Budget, dette, dépenses : Madrid n’a rien à cacher

Budget, dette, dépenses : Madrid n’a rien à cacher

La nouvelle majorité municipale bouleverse la politique économique à Madrid. Les budgets de la ville, publiés sur le portail de la transparence de la mairie, traduisent cette nouvelle gestion des finances madrilènes. Certaines décisions de la maire infirment les idées reçues sur la nouvelle majorité madrilène, d’autres les confirment.

Par Guillaume Farriol
Enquête de Guillaume Farriol et Diane Cacciarella
Infographies de Guillaume Farriol
Madrid
Vendredi 4 mars 2016

Quelques clics suffisent aux Madrilènes pour savoir comment leurs impôts sont dépensés. Sur le portail de la transparence de la mairie de Madrid, des milliers de lignes de chiffres détaillent l’ensemble de l’action publique menée par la maire de la capitale espagnole, Manuela Carmena, et son équipe. Tous les revenus, investissements et dépenses prévus pour l’année à venir sont soigneusement consignés puis publiés sur Internet. Le budget prévisionnel de 2016 est le premier à avoir été établi par la nouvelle majorité, fin 2015. Dans une ville qui fut dirigée pendant 26 ans par le Partido Popular (droite, PP), l’arrivée au pouvoir de la coalition de gauche ¡Ahora Madrid ! bouleverse la gestion de la capitale espagnole. Si la politique sur les aides sociales ou sur la fiscalité des entreprises correspond à ce que l’on peut attendre d’une mairie de gauche, la gestion de la dette et de la police municipale est plus étonnante. Une étude approfondie des données mises à disposition par la municipalité permet de confronter les idées reçues sur la gauche et sur ¡Ahora Madrid ! à la gestion effective de la ville.

Idée reçue n°1 :
¡Ahora Madrid! ne maîtrise pas la dette

Ce qu’ils en disent : 

« La politique budgétaire de Manuela Carmena est totalement irresponsable. »

Esperanza Aguirre
Porte parole du PP à la mairie
Conseil municipal, en février 2016

Notre vérification : faux

Moins d’un an à la tête de la mairie et déjà un exploit pour Manuela Carmena. Durant les six premiers mois de sa mandature, la dette de la ville a chuté de 871 millions d’euros, une prouesse que le PP n’a surpassée qu’une fois en huit mandats. « C’est incompréhensible, s’étonne Victoria Anderica, responsable de la transparence à la mairie de Madrid.Nous pensons que si nous, nous avons réussi à réduire aussi fortement la dette en quelques mois, c’est qu’il y a eu des erreurs de gestion dans le passé.  »
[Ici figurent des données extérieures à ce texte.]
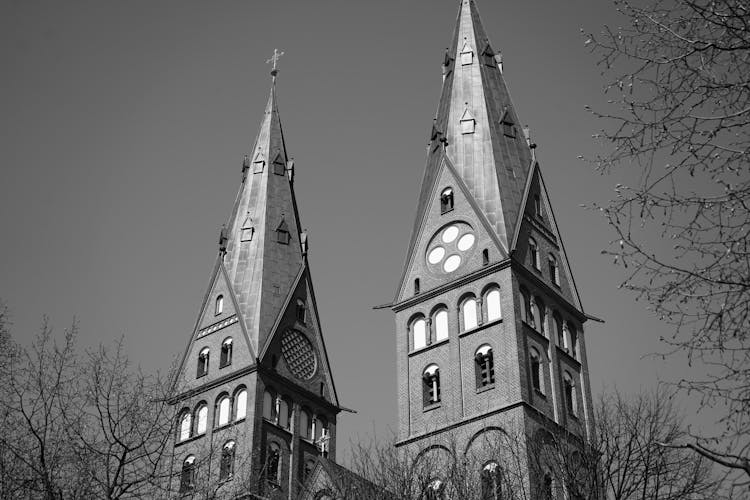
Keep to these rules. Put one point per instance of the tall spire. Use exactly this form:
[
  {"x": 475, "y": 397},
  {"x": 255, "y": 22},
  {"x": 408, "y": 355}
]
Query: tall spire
[
  {"x": 477, "y": 128},
  {"x": 263, "y": 252}
]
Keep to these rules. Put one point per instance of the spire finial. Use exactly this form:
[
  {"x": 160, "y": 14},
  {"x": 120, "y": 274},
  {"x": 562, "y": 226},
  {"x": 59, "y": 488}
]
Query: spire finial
[{"x": 274, "y": 60}]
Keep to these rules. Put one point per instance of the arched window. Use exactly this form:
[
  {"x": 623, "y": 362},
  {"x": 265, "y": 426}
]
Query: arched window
[
  {"x": 440, "y": 321},
  {"x": 201, "y": 418},
  {"x": 446, "y": 200},
  {"x": 240, "y": 404},
  {"x": 305, "y": 424},
  {"x": 186, "y": 426},
  {"x": 273, "y": 463},
  {"x": 469, "y": 313},
  {"x": 187, "y": 475},
  {"x": 301, "y": 311},
  {"x": 534, "y": 253},
  {"x": 526, "y": 315},
  {"x": 536, "y": 369},
  {"x": 431, "y": 385},
  {"x": 484, "y": 366},
  {"x": 570, "y": 393},
  {"x": 554, "y": 271},
  {"x": 538, "y": 312},
  {"x": 226, "y": 353},
  {"x": 202, "y": 363},
  {"x": 419, "y": 333},
  {"x": 492, "y": 299},
  {"x": 492, "y": 482},
  {"x": 269, "y": 406},
  {"x": 284, "y": 413},
  {"x": 435, "y": 490},
  {"x": 222, "y": 411},
  {"x": 226, "y": 467}
]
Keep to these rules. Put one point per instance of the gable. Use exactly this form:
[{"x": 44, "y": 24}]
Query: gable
[
  {"x": 538, "y": 224},
  {"x": 295, "y": 348},
  {"x": 218, "y": 321},
  {"x": 451, "y": 240}
]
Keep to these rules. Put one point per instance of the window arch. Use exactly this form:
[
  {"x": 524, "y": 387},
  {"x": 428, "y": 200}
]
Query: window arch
[
  {"x": 419, "y": 332},
  {"x": 226, "y": 467},
  {"x": 534, "y": 253},
  {"x": 187, "y": 475},
  {"x": 223, "y": 405},
  {"x": 202, "y": 369},
  {"x": 201, "y": 418},
  {"x": 269, "y": 406},
  {"x": 484, "y": 366},
  {"x": 240, "y": 404},
  {"x": 554, "y": 270},
  {"x": 536, "y": 369},
  {"x": 440, "y": 320},
  {"x": 431, "y": 385},
  {"x": 305, "y": 424},
  {"x": 301, "y": 311},
  {"x": 273, "y": 463},
  {"x": 446, "y": 200},
  {"x": 492, "y": 482},
  {"x": 226, "y": 353},
  {"x": 492, "y": 301},
  {"x": 284, "y": 413},
  {"x": 186, "y": 426},
  {"x": 469, "y": 313},
  {"x": 570, "y": 394}
]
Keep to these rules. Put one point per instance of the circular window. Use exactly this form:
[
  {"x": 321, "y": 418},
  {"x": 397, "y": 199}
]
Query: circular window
[
  {"x": 299, "y": 354},
  {"x": 450, "y": 247}
]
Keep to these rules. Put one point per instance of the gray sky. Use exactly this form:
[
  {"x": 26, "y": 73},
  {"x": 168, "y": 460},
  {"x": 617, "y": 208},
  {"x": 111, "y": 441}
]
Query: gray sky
[{"x": 122, "y": 131}]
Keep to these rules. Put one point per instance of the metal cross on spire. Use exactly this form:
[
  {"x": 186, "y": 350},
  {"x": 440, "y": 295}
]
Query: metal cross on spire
[{"x": 274, "y": 60}]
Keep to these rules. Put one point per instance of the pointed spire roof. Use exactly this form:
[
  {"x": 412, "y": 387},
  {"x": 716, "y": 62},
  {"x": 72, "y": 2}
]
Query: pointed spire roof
[
  {"x": 263, "y": 254},
  {"x": 491, "y": 155}
]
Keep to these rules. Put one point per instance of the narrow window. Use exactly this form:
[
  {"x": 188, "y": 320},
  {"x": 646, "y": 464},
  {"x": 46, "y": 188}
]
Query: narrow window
[
  {"x": 186, "y": 422},
  {"x": 284, "y": 414},
  {"x": 446, "y": 200},
  {"x": 536, "y": 369},
  {"x": 534, "y": 253},
  {"x": 301, "y": 311},
  {"x": 570, "y": 394},
  {"x": 441, "y": 325},
  {"x": 187, "y": 475},
  {"x": 419, "y": 331},
  {"x": 202, "y": 418},
  {"x": 226, "y": 468},
  {"x": 240, "y": 404},
  {"x": 202, "y": 363},
  {"x": 469, "y": 313},
  {"x": 272, "y": 463},
  {"x": 554, "y": 271},
  {"x": 484, "y": 366},
  {"x": 305, "y": 424},
  {"x": 226, "y": 353},
  {"x": 223, "y": 411},
  {"x": 269, "y": 407},
  {"x": 492, "y": 482},
  {"x": 493, "y": 305},
  {"x": 431, "y": 385}
]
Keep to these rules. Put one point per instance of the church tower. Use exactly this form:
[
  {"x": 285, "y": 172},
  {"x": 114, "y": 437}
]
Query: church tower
[
  {"x": 489, "y": 323},
  {"x": 254, "y": 395}
]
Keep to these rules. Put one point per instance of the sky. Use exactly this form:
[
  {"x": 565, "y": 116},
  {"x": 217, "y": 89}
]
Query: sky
[{"x": 122, "y": 131}]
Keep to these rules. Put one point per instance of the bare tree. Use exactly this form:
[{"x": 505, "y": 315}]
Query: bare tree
[{"x": 677, "y": 72}]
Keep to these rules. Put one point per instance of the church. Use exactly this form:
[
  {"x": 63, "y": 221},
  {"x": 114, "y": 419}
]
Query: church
[{"x": 488, "y": 322}]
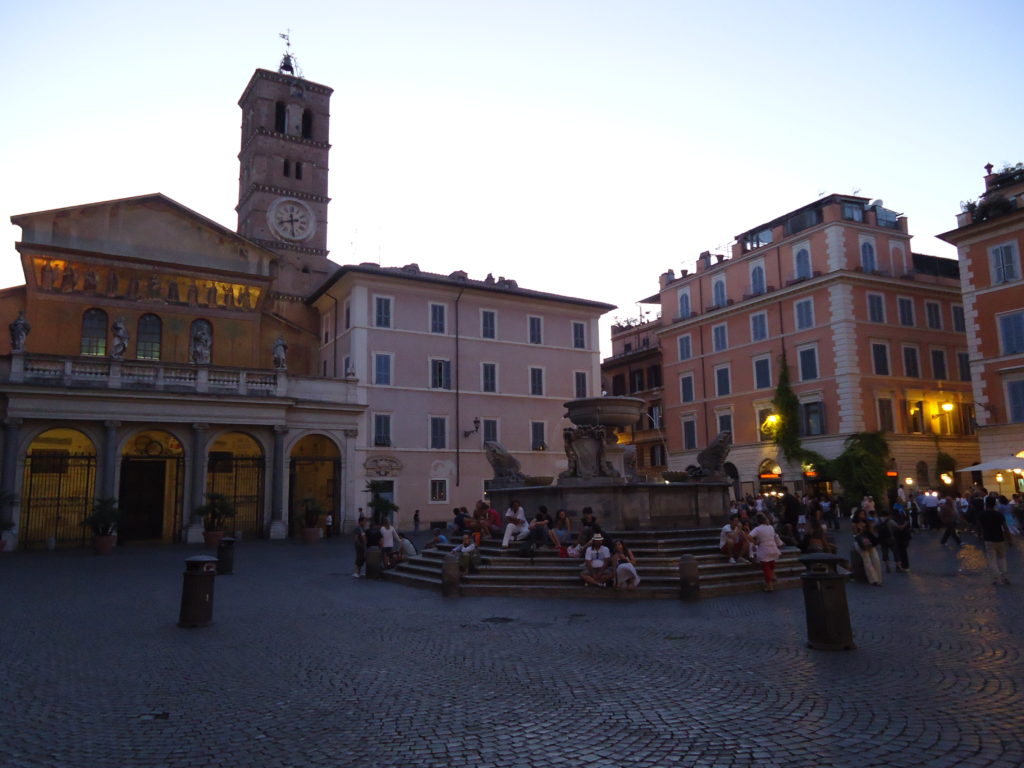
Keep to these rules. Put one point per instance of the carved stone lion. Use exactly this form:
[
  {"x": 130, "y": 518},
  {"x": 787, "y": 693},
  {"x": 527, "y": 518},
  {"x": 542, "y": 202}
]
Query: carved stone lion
[
  {"x": 506, "y": 466},
  {"x": 712, "y": 459}
]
L’ardoise de l’hôtel de ville s’élève, fin 2015, à plus de 4,6 milliards d’euros, soit un peu moins d’une année entière du budget municipal. Chaque année, le remboursement des échéances est le premier domaine de dépenses de la capitale espagnole. En 2016, elle va débourser 720 millions d’euros pour éponger sa dette abyssale. Pour lutter contre ce phénomène, la précédente majorité a établi en 2013 un plan de réduction de la dette. Depuis son arrivée, Manuela Carmena en dépasse les objectifs, tout comme la précédente majorité en 2014.

« La baisse de la dette qui s’est produite depuis l’arrivée de Manuela Carmena s’appuie sur le budget établi par le PP début 2015, assure Percival Manglano, conseiller municipal du PP membre de la commission d’economie et des finances. Dire le contraire est tout à fait malhonnête. » Une affirmation difficile à vérifier. Seule certitude : l’année dernière, les trois quarts de la baisse de la dette ont été enregistrés sous la mandature de Manuela Carmena, c’est-à-dire pendant les six derniers mois de l’année.

Idée reçue n°2 :
Le social, première préoccupation d’ ¡Ahora Madrid! 

Ce qu’ils en disent : 

«  Nous développerons les mesures nécessaires pour créer un nouveau modèle social durable. »

Manuela Carmena
Tête de liste aux élections
Programme d’¡Ahora Madrid!
Printemps 2015

Notre vérification : vrai

Ces quelques mots tirés du programme d’¡Ahora Madrid ! en disent long sur l’ambition de Manuela Carmena. Des investissements massifs ont été votés pour tout le territoire de la ville. Le pôle « protection et promotion sociale » est doté pour 2016 d’une enveloppe totale de 527 millions d’euros, en hausse de 22 % sur un an. Les investissements du pôle ont aussi explosé : ils ont été multipliés par quatre par rapport à 2015 et s’établissent à 5,9 millions d’euros . « Dans plusieurs quartiers de Madrid, il n’existe pas suffisamment de dotation dans le domaine social, affirme Carlos Sanchez Mato, conseiller de la majorité et concepteur du budget municipal. Il est pourtant important de moderniser les infrastructures et d’en construire de nouvelles. »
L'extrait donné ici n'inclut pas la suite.